# my suff came and ??????



## jimmyjohn13 (Feb 22, 2009)

i got all of my stuff hooked up to my bow, and i now I have another question. I got an AMS retriever reel. When I shoot a fish, do I squeeze the trigger while it is fighting or do I let all of the line go out so it is pulling on the bottle before I start grabbing the line?

thanks


----------



## carp_killer (Nov 24, 2006)

shoot without touching the "trigger" then right after you shoot just pull the trigger and real the fish in but if its a decent sized fish you will have to pull the fish in by hand


----------



## Duckslayer100 (Apr 7, 2004)

I rarely, if ever, fight a fish on an AMS using the trigger. Pull it in by hand and reel in the slack after the fish is in the bucket. You'll burn out the roller quick if you try reeling them in.


----------



## weasle414 (Dec 31, 2006)

Duckslayer100 said:


> I rarely, if ever, fight a fish on an AMS using the trigger. Pull it in by hand and reel in the slack after the fish is in the bucket. You'll burn out the roller quick if you try reeling them in.


Exactly. Those retrievers are nice for not having to remember to push a button but if you're like me and want to reel that sucker in, you're SOL. The rollers will burn up really quickly if you reel carp in with it. Suckers and bullheads I wouldn't worry about, but anything over a lb could do some damage.

That brings up another good point, too.

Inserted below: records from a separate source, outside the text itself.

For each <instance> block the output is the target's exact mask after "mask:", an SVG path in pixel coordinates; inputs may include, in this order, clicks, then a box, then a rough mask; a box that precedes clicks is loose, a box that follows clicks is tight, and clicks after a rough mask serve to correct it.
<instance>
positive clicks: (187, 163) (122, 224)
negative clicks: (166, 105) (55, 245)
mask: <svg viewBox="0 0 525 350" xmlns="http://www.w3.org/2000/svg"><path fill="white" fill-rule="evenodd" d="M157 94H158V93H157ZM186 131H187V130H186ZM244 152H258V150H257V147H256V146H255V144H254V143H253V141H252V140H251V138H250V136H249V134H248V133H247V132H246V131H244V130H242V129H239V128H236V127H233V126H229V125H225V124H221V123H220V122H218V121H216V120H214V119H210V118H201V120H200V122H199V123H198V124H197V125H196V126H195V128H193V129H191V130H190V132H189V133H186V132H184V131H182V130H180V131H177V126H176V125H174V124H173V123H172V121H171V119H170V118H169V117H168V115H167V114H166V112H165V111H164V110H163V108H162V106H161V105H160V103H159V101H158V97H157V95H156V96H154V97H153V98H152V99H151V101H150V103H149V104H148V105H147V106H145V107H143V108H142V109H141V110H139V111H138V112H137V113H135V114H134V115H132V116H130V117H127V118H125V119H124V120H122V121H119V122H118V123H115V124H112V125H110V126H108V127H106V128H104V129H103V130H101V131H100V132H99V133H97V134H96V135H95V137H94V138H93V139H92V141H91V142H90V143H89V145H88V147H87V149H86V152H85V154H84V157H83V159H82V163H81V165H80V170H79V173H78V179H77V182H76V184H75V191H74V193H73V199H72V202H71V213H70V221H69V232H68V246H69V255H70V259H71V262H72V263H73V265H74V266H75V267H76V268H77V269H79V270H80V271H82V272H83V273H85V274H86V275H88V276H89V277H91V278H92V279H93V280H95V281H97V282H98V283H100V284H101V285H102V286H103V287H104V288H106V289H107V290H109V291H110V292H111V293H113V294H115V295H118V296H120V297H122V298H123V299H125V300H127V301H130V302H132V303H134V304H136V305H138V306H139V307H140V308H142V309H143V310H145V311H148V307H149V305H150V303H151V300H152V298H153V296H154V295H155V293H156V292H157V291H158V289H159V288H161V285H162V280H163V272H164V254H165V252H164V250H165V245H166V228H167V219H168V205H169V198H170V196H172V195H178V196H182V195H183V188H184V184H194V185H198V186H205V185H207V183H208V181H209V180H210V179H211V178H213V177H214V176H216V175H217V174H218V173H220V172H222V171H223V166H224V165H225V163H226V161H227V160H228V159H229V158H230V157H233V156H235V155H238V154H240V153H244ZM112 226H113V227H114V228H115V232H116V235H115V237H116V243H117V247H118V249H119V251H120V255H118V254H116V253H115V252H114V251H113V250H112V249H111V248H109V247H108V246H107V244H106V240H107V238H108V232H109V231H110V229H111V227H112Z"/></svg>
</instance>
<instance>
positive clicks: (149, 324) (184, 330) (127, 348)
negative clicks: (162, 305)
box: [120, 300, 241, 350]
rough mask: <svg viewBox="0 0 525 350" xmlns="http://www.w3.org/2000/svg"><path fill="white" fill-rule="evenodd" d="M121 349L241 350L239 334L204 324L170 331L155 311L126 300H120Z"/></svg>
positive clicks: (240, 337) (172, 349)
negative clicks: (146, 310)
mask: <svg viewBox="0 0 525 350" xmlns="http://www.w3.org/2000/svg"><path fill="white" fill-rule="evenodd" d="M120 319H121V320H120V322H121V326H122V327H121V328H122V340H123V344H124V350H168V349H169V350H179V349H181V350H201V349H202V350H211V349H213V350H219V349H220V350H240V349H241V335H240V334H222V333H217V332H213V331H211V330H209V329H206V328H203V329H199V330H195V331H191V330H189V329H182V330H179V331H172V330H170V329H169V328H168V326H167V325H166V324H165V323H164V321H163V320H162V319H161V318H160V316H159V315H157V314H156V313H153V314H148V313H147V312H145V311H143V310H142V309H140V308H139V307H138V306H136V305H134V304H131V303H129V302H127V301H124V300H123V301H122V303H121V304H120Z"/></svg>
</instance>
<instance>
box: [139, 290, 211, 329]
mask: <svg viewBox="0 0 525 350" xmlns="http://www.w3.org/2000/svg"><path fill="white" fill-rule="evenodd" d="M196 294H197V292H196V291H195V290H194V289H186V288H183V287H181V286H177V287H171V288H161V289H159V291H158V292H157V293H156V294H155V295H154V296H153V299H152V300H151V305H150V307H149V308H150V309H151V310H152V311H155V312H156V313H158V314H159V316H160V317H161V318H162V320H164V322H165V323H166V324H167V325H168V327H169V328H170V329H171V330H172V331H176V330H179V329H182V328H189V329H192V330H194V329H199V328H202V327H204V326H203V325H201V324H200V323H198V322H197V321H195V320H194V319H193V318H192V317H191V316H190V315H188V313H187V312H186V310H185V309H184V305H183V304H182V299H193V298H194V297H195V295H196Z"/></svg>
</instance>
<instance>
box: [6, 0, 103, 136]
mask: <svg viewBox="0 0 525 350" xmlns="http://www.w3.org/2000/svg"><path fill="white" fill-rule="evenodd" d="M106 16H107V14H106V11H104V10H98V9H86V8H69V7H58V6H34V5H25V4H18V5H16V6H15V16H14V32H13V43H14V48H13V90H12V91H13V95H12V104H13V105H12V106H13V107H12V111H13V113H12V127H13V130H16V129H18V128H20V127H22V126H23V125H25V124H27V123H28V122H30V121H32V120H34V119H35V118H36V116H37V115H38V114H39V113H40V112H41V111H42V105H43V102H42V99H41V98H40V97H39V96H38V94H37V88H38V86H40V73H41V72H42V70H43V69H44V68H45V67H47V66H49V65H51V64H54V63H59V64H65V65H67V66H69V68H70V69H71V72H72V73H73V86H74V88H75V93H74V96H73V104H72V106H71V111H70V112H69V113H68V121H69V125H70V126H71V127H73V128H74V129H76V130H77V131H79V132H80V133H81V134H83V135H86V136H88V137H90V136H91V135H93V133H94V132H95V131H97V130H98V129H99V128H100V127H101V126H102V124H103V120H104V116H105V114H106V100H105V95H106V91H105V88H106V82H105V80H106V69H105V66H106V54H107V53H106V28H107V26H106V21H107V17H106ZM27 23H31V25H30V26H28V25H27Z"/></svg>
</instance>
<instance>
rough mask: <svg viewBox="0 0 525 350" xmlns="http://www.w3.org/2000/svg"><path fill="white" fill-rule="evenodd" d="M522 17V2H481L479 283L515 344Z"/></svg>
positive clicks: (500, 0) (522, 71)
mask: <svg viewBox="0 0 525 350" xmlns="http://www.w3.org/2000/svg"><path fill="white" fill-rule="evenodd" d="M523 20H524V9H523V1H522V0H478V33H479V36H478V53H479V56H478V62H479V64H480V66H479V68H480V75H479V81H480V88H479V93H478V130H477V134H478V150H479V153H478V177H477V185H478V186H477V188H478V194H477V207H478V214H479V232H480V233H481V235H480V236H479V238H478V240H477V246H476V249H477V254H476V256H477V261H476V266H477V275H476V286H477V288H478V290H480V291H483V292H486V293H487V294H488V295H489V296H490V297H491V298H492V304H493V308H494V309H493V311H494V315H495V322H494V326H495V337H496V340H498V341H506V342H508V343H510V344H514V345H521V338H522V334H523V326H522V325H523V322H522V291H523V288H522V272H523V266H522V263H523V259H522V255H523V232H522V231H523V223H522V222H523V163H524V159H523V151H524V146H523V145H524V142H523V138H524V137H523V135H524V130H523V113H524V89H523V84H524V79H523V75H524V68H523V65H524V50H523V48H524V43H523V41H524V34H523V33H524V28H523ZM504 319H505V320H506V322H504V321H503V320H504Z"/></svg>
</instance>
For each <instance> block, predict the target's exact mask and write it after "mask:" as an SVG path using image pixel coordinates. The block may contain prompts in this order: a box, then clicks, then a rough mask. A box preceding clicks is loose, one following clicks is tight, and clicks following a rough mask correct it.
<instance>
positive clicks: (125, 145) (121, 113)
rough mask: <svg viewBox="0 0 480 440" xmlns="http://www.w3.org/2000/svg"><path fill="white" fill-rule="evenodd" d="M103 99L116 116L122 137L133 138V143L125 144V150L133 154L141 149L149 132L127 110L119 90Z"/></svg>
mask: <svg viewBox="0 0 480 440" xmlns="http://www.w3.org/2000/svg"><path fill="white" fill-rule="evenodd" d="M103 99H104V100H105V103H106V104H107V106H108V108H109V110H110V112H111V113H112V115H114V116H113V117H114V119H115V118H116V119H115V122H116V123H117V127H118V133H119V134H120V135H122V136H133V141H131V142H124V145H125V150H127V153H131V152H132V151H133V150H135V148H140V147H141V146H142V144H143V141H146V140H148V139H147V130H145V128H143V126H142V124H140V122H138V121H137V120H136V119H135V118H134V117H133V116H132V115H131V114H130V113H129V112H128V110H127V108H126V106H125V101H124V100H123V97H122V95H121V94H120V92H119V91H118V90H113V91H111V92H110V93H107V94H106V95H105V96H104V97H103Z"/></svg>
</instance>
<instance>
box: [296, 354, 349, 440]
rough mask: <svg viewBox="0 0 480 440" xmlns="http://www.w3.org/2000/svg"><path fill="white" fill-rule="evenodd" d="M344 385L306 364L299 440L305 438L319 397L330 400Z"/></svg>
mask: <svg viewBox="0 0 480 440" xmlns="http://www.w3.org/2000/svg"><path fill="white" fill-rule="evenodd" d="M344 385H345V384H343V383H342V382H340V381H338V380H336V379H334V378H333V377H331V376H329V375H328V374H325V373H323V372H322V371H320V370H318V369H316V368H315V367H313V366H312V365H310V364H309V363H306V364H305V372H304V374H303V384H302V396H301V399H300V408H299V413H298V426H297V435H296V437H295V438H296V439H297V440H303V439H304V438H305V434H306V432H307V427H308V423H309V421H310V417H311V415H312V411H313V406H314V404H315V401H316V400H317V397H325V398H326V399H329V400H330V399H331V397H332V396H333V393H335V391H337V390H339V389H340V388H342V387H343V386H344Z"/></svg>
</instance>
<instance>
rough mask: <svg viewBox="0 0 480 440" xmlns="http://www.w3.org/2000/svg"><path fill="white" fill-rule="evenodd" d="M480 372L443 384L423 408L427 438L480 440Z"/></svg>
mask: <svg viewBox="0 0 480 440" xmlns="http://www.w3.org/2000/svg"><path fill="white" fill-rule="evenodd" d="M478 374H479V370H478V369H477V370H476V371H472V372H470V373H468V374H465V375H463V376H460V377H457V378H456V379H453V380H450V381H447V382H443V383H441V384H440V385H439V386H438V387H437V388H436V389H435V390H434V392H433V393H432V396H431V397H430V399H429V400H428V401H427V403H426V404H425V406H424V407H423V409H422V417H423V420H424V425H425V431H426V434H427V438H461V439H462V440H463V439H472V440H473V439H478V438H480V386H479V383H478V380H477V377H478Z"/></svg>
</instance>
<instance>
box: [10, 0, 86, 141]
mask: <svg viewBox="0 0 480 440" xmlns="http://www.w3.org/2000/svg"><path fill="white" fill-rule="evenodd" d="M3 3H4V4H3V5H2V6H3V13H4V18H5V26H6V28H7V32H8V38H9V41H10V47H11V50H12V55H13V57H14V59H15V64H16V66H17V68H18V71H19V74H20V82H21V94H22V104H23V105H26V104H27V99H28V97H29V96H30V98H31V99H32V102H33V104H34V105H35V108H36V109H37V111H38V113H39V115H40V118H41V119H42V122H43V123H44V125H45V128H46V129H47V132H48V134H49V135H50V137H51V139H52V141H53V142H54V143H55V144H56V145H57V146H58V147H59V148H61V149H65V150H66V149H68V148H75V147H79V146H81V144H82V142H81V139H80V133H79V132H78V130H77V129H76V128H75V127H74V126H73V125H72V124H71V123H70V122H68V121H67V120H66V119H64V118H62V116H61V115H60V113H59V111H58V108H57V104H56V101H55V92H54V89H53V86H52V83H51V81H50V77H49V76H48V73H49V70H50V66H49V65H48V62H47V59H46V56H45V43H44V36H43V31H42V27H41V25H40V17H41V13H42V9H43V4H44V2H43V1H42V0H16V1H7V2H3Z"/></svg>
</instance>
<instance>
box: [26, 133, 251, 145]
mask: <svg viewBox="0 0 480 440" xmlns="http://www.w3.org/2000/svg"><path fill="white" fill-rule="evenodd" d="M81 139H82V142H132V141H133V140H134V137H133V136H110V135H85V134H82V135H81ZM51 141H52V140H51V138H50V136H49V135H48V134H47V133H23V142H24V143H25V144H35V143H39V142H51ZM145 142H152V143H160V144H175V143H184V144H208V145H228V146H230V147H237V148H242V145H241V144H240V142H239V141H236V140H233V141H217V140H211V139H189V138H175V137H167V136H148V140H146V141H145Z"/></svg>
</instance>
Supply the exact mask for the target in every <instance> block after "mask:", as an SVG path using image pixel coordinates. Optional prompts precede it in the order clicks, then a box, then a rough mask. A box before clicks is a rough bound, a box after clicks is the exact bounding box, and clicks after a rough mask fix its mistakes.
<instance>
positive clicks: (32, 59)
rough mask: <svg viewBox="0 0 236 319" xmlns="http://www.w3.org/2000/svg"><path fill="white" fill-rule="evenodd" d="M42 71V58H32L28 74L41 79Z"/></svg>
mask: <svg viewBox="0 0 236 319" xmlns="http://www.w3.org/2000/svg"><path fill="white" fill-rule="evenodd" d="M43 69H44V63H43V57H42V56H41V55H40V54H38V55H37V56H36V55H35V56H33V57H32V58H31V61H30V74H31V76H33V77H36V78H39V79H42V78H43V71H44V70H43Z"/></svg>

When you're pulling them in, especially with bigger fish, it's a good idea to wear some type of work glove like a mechanics glove. Nice and breathable, yet will keep the line from digging into you when the big'un takes off running.

One more thing and I'll shut up... Watch where that line is going. If you just throw it all over the boat you could end up with some MAJOR issues like getting it caught in the trolling motor (and almost going over a dam :-? ) and you can get knots in the line a lot from just throwing it all over.


----------